Williams nimmt es mit Humor: "Ich hätte mir eben nicht den Hals brechen dürfen. Mein alter Partner Patrick Head hat mich immer mit dem Spruch aufgezogen: Du hättest besser korrigieren sollen, als das Auto damals übersteuert hat." Selbst wenn Williams nicht vor Ort ist, wird er von seinem Team über die Geschehnisse an der Strecke detailliert auf dem Laufenden gehalten. " Wenn mein Vater nicht da ist, telefoniere ich jeden Tag mit ihm", sagt Claire Williams gegenüber 'auto motor und sport'. "Das tun aber unser Teammanager Dickie Stanford, unser Technikchef oder die Fahrer auch."
Firma hält Williams am Leben
Am Rennwochenende ist Williams in der Fabrik und verfolgt das Geschehen: "Ich sitze mit den Ingenieuren im so genannten Communications-Room und habe alle Daten aus der Boxengarage und dem Technik-Truck zur Verfügung. Ich kann auch beim Debrief zuhören, so als wäre ich an der Strecke."

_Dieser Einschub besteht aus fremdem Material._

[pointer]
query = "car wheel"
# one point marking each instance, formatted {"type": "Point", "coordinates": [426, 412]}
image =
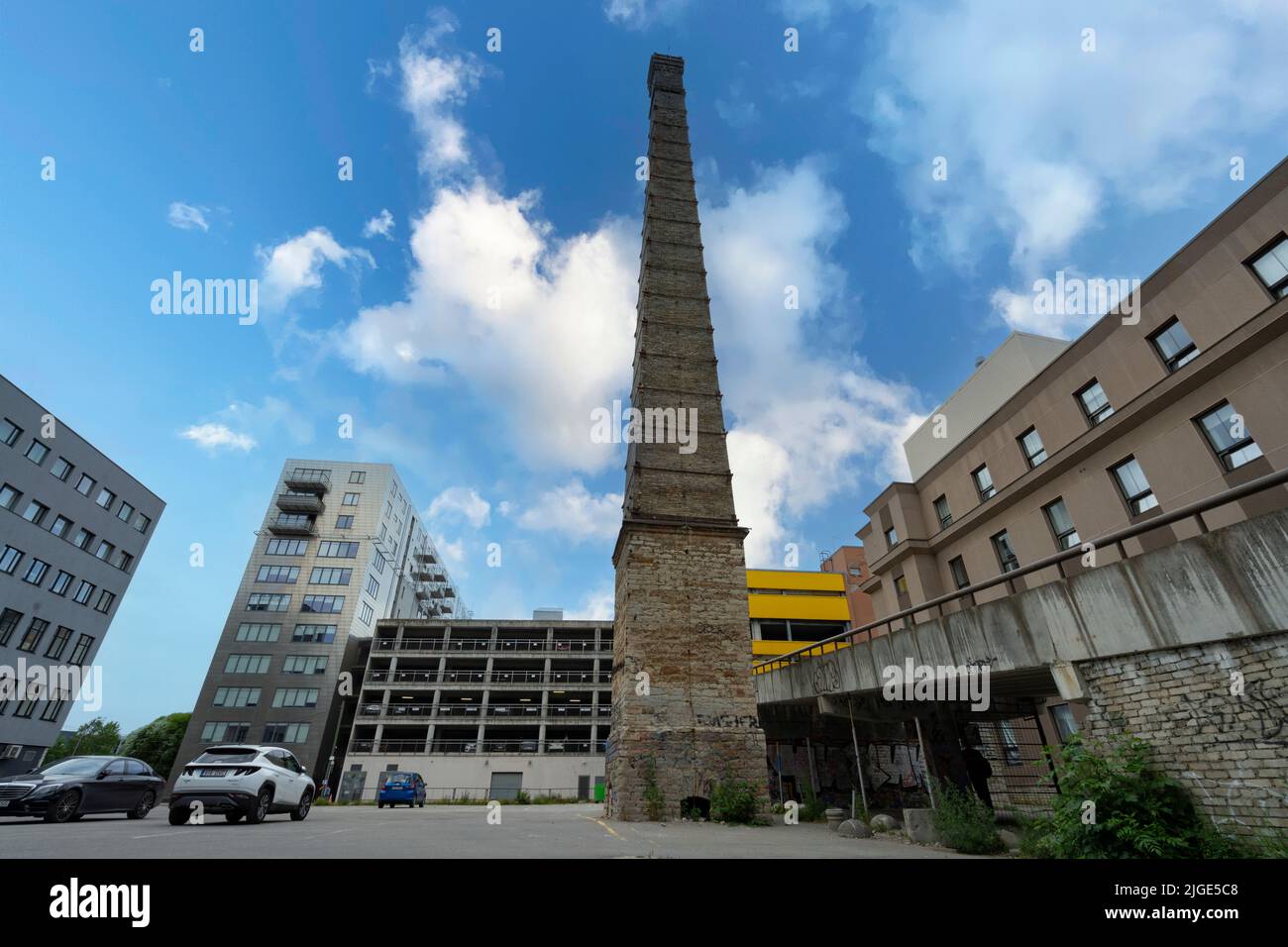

Williams selbst kennt nur einen: "Es gibt da einen Schweizer, dem ist das gleiche zwei oder drei Jahre vor mir passiert. Er hat vielleicht ein Prozent mehr Beweglichkeit als ich. Und er lebt immer noch. Ein toller Bursche. Der Typ hat nach seinem Unfall eine Firma gegründet. Eine Firma, die Rollstühle herstellt. Noch im Krankenhaus hat er gesagt: Ich kann bessere Rollstühle bauen als dieser Mist, den wir hier im Krankenhaus haben. Da ziehe ich meinen Hut vor. Er hat sein Geschäft trotz der Behinderung von null aufgebaut."